Maybe the professor can somehow defeat that logic. If so, I wonder why he made no such effort in his op-ed.
Posted by: Jeff Norman | Dec 19, 2010 6:42:48 PM
The problem with the "penalty" as presently constituted is that if one were to consider it under the taxing power, it is quite clearly (or, at least clear to me) a tax based on the *status* of the individual and would be a direct tax. It is not based on a transaction, transfer, event, or receipt of any sort. In that case, it is impossible to consider it as an excise, duty, or impost under the relevant Supreme Court cases defining what is, or is not, a direct tax. It is just a tax on the person merely because he has no insurance - it is based on his status of having no insurance. It would be essentially a capitation tax.
The FICA/Medicare taxes are income taxes, and are justified as excises on the engagement in employment and the receipt of income. Nothing like that in this "penalty."
My $0.02.
Posted by: Brian Rookard | Dec 19, 2010 4:39:41 PM
Kleinbard states: "The Internal Revenue Code is filled with tax provisions whose overriding purpose probably is to change behavior rather than collect revenues (for example, the disallowance of a deduction for bribing foreign officials, or tax penalties imposed on tax-exempt foundations for self-dealing)." Is there any limit on using the Code to regulate behavior? How about a tax on those convicted of breaking state criminal laws?
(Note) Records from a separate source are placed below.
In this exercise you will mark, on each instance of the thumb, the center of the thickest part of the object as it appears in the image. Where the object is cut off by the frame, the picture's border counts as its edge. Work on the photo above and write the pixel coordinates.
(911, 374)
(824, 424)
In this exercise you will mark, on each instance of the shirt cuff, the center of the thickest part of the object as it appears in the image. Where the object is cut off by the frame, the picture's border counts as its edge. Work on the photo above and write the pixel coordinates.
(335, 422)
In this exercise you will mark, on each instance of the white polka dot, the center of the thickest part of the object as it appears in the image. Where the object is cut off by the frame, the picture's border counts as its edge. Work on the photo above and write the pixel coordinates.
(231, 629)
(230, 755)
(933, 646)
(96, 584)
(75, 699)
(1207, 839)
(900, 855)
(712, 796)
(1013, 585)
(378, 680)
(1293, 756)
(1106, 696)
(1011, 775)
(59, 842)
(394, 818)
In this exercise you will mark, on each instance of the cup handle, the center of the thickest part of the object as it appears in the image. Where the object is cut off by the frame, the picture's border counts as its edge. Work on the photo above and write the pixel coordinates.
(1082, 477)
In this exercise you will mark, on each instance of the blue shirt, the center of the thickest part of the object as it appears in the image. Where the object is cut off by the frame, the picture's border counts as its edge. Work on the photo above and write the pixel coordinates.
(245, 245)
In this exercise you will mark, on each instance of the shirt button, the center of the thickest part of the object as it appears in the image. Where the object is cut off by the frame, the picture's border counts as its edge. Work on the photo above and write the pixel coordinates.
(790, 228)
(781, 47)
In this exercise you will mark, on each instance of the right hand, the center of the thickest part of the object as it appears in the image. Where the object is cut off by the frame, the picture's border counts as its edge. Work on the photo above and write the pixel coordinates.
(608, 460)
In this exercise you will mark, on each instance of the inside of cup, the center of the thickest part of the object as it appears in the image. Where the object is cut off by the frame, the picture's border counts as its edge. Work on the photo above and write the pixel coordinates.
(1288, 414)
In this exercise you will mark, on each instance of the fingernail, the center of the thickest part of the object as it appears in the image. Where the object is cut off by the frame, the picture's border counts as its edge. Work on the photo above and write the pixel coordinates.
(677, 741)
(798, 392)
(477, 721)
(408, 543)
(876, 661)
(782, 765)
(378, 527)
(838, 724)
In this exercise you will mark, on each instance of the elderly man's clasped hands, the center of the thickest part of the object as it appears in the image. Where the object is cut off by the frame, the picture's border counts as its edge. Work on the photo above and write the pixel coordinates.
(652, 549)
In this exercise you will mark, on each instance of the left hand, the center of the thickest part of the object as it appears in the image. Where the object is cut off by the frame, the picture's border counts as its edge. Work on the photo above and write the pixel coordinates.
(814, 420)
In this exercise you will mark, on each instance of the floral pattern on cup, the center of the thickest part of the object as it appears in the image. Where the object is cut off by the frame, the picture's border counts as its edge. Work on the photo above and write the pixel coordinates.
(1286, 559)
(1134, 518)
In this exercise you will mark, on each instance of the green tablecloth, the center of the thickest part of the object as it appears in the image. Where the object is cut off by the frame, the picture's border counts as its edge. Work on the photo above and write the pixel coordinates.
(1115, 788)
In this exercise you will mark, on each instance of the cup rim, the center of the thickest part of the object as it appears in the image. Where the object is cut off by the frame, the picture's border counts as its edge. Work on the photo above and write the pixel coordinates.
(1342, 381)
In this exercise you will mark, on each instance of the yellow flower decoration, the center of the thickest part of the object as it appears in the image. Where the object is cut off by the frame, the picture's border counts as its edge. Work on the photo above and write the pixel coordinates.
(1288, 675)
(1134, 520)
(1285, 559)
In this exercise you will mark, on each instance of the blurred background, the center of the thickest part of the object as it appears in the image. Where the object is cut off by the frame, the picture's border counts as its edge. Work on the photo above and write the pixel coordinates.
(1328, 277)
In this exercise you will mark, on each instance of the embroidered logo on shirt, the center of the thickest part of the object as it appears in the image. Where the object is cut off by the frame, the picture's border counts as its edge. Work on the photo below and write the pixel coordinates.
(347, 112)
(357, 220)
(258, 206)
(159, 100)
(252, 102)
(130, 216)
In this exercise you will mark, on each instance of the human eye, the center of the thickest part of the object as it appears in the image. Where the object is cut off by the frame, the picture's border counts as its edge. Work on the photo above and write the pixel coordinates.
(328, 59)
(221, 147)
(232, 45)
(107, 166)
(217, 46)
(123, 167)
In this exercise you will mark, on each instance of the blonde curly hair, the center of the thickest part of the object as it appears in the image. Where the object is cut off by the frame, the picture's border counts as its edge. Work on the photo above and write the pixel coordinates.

A tax on smokers? A tax on owning more than two cars? In each case, "The penalty tax will be collected on your Form 1040, like your other taxes, and it will be determined as a percentage of your income (with exemptions for low-income Americans and a cap for high-income ones)." And these could be substantial revenue raisers that should not be "simply brushe[d] aside as 'incidental'." Our mistake was a judiciary that didn't think the increasing heat would result in the frog being boiled . . .
Posted by: Daniel | Dec 19, 2010 3:26:22 PM
OK, but it's going to be the Supreme Court that counts here, and they're . . . not tax lawyers.
Posted by: mike livingston | Dec 19, 2010 2:41:53 PM
An interesting line of analysis. What do we make of the President's repeated statements that the mandate is not a tax? Or CBO's refusal to score the revenue?
Posted by: Walter Sobchak | Dec 18, 2010 1:21:46 PM
In a similar vein, it seems clear that if congress changed the medicare age limit to 20 and increased FICA to finance it, the new regime would be constitutional. In other words, Hudson's ruling suggests that it would be unconstitutional for the federal government to mandate universal coverage through the private market, but if the government provided this service directly, and used payroll taxes to finance it, it would be constitutional.
I think the idea that congress can force you to purchase private insurance strikes people as problematic. But many of these same people think it's fine for the federal government to force you to pay into public social insurance. This tension I think is underexplored in the constitutional coverage of the issue. Unless you think social security is unconstitutional, I don't see how you can find the mandate unconstitutional.
Posted by: vijay | Dec 18, 2010 11:12:30 AM
Kleinbard does have a point in that the commerce clause, once violated many moons ago, is now either unlimited in scope or Social Security, since inception, is a violation. I'll take the latter.